So here I am in Kaunas, Lithuania. I am attending the 6th International Congress of Belarusian Studies, an academic must for researchers studying Belarus. I am here for the first time in a capacity of a PhD student and want to share my work-in-progress.
Feels a bit excited and I do not know what to expect. Well, I need to give a presentation of my paper, that is for sure. There will be some discussion afterwards, that is for sure.
“PhD tends to isolate, to some extent”, I remember I heard that a lot last year, when have just started my PhD programme. Yes, it does, indeed. We often spend hours in libraries, or at other intellectually-friendly places, studying others’ writings. I consider myself lucky, because my research draws on ethnographic methods and I can work with people, and learn from them.

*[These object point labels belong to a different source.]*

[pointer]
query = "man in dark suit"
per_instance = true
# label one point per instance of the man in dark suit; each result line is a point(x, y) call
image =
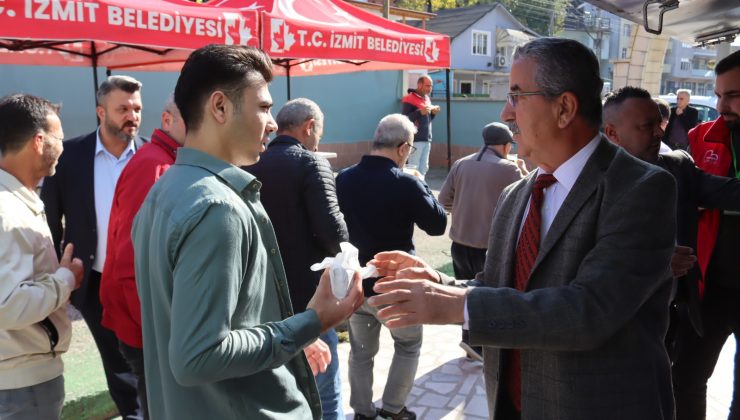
point(632, 120)
point(683, 118)
point(299, 194)
point(78, 202)
point(572, 312)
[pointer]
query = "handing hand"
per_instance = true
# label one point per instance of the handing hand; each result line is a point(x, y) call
point(682, 260)
point(73, 264)
point(390, 262)
point(414, 302)
point(318, 355)
point(330, 310)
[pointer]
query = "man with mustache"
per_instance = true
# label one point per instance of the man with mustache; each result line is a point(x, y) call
point(715, 146)
point(572, 305)
point(34, 285)
point(81, 194)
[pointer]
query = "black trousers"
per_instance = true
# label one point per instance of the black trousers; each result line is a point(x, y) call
point(467, 261)
point(121, 380)
point(698, 356)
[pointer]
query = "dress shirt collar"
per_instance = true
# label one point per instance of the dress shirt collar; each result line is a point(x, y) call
point(236, 178)
point(99, 148)
point(28, 197)
point(567, 173)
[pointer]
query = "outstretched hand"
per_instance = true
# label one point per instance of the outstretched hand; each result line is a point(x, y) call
point(330, 310)
point(407, 302)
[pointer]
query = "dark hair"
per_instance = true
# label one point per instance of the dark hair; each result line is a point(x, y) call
point(615, 99)
point(618, 96)
point(125, 83)
point(565, 65)
point(22, 117)
point(225, 68)
point(728, 63)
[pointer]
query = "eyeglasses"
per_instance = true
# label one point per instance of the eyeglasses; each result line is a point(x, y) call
point(413, 148)
point(55, 137)
point(512, 96)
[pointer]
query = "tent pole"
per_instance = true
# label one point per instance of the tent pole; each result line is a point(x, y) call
point(287, 78)
point(94, 57)
point(449, 125)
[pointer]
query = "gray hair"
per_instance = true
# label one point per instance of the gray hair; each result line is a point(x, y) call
point(393, 130)
point(565, 65)
point(297, 111)
point(125, 83)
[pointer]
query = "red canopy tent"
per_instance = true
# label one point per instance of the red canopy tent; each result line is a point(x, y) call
point(303, 37)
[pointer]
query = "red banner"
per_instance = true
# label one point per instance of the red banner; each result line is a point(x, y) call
point(177, 24)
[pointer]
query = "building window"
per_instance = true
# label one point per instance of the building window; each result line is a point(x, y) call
point(466, 88)
point(481, 43)
point(627, 30)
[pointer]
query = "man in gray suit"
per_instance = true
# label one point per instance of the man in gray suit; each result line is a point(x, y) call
point(572, 312)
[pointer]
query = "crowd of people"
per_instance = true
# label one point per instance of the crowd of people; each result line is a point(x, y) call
point(597, 282)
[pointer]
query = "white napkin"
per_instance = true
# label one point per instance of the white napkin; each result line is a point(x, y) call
point(342, 269)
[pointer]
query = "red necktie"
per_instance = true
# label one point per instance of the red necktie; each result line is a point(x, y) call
point(526, 254)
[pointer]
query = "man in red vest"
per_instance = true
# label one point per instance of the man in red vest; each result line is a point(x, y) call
point(715, 146)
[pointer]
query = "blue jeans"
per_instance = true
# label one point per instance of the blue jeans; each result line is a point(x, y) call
point(36, 402)
point(420, 157)
point(364, 337)
point(330, 382)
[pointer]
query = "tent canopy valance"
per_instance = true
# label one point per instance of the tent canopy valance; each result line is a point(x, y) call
point(307, 36)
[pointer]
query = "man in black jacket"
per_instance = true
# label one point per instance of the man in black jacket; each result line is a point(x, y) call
point(632, 120)
point(299, 194)
point(382, 204)
point(81, 194)
point(683, 118)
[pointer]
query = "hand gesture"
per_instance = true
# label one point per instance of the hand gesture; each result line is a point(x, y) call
point(330, 310)
point(412, 302)
point(74, 265)
point(390, 263)
point(318, 355)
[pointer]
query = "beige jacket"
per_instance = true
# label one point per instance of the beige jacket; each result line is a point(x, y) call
point(471, 192)
point(32, 287)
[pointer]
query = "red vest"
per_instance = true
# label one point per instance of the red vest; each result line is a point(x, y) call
point(710, 148)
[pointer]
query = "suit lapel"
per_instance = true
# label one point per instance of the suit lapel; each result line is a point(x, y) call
point(515, 213)
point(87, 163)
point(585, 186)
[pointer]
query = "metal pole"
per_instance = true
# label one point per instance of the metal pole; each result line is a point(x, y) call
point(449, 123)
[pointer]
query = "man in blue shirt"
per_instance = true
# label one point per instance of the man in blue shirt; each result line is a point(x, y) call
point(221, 340)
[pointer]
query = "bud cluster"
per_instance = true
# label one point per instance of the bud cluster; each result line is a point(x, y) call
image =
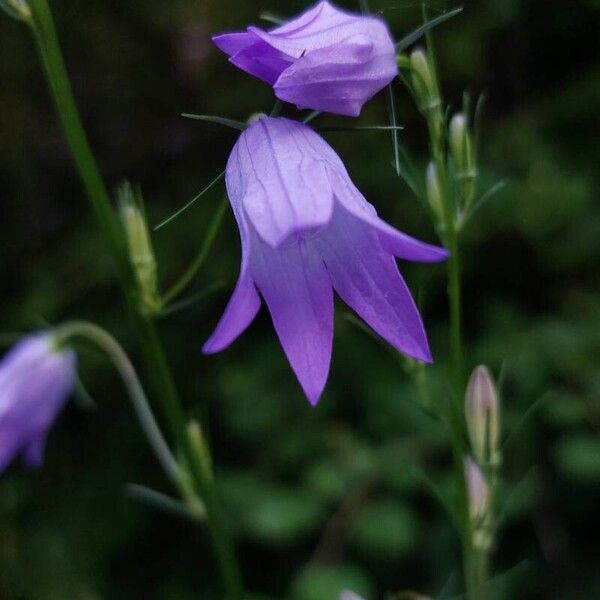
point(424, 84)
point(483, 426)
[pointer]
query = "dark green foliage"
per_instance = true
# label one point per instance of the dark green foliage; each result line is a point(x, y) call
point(327, 498)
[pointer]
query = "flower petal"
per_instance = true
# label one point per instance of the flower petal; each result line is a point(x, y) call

Anyway, from time to time it is good to share our work, even work-in-progress, with others, more experienced. Feedback is priceless. We can learn what have been done rightly, what needs to be enhanced, and, in general, how we are doing scholarly. Feedback can hurt, but does not harm.
Let’s see what more experienced scholars have shared with me.

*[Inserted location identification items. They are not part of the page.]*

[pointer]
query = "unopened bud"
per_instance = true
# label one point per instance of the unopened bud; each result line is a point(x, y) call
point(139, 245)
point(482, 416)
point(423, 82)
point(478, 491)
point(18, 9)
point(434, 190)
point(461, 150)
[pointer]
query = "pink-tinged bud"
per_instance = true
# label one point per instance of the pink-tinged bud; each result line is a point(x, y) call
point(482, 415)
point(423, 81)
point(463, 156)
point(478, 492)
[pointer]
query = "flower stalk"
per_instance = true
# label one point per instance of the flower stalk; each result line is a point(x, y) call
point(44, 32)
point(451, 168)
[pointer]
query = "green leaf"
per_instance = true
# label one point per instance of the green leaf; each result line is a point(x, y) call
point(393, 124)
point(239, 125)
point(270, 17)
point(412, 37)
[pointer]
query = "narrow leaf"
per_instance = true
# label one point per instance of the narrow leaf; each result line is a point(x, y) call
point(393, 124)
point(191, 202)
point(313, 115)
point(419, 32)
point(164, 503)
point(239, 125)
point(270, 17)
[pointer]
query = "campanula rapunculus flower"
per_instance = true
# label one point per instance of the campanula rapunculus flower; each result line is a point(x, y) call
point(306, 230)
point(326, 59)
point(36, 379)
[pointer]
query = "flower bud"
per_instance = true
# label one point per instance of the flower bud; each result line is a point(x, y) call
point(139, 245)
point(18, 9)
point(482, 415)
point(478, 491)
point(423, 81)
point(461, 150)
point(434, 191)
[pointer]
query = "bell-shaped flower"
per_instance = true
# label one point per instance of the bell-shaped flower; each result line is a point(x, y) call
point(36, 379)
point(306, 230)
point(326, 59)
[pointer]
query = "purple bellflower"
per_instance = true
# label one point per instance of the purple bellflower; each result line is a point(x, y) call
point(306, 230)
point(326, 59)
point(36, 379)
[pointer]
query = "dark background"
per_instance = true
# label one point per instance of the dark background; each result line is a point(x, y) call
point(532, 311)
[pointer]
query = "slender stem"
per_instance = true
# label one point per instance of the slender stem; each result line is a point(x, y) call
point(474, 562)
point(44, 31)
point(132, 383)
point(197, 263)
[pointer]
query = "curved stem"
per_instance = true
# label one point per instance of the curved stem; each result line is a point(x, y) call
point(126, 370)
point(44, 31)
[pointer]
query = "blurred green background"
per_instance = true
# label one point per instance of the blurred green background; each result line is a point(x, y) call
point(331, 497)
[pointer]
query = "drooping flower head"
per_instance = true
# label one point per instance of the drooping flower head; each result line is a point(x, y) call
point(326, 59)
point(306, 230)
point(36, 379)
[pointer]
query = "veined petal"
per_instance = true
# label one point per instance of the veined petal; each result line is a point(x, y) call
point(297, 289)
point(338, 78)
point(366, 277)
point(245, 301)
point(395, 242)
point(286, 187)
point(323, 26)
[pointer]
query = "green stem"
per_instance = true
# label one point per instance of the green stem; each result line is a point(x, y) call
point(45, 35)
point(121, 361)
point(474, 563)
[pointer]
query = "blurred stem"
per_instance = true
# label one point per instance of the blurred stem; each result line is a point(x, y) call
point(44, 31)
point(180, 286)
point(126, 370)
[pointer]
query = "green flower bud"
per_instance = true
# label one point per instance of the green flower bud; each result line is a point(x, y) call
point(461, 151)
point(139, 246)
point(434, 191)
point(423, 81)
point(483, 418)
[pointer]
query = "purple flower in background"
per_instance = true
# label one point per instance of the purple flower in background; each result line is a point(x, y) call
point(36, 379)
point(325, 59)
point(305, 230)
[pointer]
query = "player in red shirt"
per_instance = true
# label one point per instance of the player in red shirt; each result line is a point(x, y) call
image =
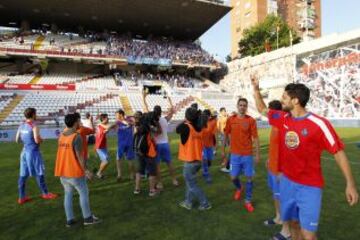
point(242, 130)
point(303, 137)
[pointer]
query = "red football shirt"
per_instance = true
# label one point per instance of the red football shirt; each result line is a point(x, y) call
point(302, 142)
point(100, 139)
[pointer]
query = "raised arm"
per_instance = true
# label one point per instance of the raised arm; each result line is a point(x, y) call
point(37, 136)
point(260, 104)
point(17, 138)
point(146, 106)
point(352, 195)
point(172, 110)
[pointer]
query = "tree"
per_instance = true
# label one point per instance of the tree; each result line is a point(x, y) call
point(272, 33)
point(228, 58)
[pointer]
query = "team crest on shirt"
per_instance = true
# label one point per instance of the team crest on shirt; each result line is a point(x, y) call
point(304, 132)
point(292, 139)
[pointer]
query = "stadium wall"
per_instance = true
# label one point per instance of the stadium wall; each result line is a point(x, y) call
point(329, 66)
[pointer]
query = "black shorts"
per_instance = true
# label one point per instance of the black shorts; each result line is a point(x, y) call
point(146, 165)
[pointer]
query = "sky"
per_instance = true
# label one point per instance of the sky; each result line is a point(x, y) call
point(337, 16)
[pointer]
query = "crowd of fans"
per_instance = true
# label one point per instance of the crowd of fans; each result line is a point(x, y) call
point(126, 46)
point(335, 93)
point(184, 52)
point(173, 79)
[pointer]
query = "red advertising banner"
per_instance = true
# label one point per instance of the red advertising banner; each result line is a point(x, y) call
point(56, 87)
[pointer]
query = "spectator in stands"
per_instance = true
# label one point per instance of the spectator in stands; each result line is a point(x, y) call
point(162, 140)
point(31, 161)
point(71, 168)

A few extracts from what I have heard:
“This is just a conference. You go, present your stuff and then discuss it. You can learn for free what is wrong with it. So appreciate it”.

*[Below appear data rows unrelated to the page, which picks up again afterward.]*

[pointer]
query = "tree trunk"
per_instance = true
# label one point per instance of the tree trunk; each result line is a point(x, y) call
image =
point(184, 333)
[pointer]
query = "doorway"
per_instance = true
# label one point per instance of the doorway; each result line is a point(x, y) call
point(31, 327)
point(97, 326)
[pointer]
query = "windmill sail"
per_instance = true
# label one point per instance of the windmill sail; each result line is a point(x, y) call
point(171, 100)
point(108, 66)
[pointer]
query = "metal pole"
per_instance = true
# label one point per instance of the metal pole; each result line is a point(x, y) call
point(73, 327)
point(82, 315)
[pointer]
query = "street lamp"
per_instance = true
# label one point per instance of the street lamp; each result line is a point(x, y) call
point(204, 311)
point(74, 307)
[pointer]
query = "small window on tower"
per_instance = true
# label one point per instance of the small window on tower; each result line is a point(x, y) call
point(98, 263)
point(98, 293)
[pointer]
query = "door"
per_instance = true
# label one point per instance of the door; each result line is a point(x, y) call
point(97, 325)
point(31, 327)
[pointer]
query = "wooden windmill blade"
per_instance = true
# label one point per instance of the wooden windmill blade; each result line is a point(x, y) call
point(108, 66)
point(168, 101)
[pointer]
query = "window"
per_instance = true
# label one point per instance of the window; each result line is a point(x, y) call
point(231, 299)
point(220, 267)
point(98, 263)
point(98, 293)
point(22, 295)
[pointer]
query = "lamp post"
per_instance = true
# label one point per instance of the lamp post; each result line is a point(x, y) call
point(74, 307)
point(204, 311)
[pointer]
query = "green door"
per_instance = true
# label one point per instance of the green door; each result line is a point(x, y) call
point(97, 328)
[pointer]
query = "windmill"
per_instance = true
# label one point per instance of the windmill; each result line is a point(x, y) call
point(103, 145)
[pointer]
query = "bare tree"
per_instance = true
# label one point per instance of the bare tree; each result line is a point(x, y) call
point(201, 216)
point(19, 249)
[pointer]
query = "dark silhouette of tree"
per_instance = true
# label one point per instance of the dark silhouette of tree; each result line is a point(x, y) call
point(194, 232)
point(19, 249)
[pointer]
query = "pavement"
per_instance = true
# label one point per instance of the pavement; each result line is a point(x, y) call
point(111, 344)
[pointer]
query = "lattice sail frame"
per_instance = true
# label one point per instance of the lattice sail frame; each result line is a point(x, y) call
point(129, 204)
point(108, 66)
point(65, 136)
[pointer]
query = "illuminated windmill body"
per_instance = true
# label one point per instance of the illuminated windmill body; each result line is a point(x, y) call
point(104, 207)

“You need to relax and just do your best. This is just a part of being in an academic community. We, researchers, need to communicate with each other. Conferences are great places to do that”.
“Do networking there. Don’t isolate yourself. Come out of your “cave”. Conferences allow you to meet new people, scholars, often dealing with similar subjects to yours. Go and speak to them, use the fact that they are happy to discuss your research. Do you have a business cardon you?”.
And last, but not least:
“Attending conferences is usually fun and it involves travelling.Enjoy your stay in Kaunas!”
It does sound inviting, doesn’t it? I will experience it myself tomorrow. Now I need to brush up my power point presentation with main talking points. And I, definitely, will share my insights and pictures on blog.
Anyway, please keep your fingers crossed for me!
2 thoughts on “Giving my First Academic Paper Presentation”
Yes, I do definitely agree with your post. Being at a conference it’s being helpful to get to know other people doing thing which sometimes are surprisingly close to what you do (which is really encouraging, as I tend to think that nobody else is).
Good luck with the blog!
Thanks for your comment Kristian. I totally agree with you. I think attending conferences is just a nice must for researchers and, especially us, PhD students, because we can overcome this ‘isolation’ and feel as part of the bigger community of people working on subjects like ours. Actually, I’m looking forward to reading your new posts on your blog!